Application of Statistical Information Extraction Method on Patient Complaints
摘要
Patient complaints are crucial for medical diagnosis and treatment planning, yet they are often recorded in unstructured text, making analysis challenging. This study applies statistical information extraction to classify patient complaints into structured components using the Support Vector Machine (SVM) algorithm. The dataset consists of transcribed complaints from clinical consultations and an online medical platform. Preprocessing involves eleven steps, including case folding, punctuation removal, number-to-text conversion, abbreviation normalization, spell correction, stopword removal, tokenization, n-gram processing, and array indexing.
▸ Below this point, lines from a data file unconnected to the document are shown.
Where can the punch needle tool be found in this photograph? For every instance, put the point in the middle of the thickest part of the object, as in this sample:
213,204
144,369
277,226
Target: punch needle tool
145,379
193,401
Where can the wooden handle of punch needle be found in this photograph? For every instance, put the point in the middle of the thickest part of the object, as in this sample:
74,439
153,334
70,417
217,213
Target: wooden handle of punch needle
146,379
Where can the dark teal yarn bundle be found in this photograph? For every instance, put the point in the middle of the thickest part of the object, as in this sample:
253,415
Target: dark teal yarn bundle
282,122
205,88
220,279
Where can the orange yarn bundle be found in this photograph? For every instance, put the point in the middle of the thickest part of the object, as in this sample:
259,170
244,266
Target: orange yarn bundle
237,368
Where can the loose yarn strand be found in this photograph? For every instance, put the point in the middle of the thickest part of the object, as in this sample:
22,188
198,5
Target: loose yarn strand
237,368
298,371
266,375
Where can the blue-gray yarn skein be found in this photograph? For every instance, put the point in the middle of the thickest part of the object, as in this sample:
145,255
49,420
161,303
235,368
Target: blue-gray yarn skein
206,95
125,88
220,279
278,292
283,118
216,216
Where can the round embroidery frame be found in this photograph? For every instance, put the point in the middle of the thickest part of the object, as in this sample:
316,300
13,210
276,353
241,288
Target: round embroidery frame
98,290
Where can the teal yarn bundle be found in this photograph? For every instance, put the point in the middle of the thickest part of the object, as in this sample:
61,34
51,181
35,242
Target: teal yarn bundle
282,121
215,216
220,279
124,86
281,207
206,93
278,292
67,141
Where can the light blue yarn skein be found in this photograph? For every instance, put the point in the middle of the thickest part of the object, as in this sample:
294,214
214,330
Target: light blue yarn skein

Feature extraction is performed using Term Frequency-Inverse Document Frequency (TF-IDF), followed by classification using SVM with Stochastic Gradient Descent (SGD). The system’s accuracy is 56.75%, with a precision of 41%, a recall of 53%, and an F1 score of 42%. Expanding the dictionary increases accuracy to 86%, highlighting the importance of a comprehensive lexical database. Despite these enhancements, limitations persist, such as the need for a larger dictionary and a dynamic vocabulary editing feature. Future research should explore deep learning models to enhance classification accuracy and validate the system on a larger dataset. This study contributes to the development of automated systems for structuring patient complaints, improving medical documentation, and clinical decision-making.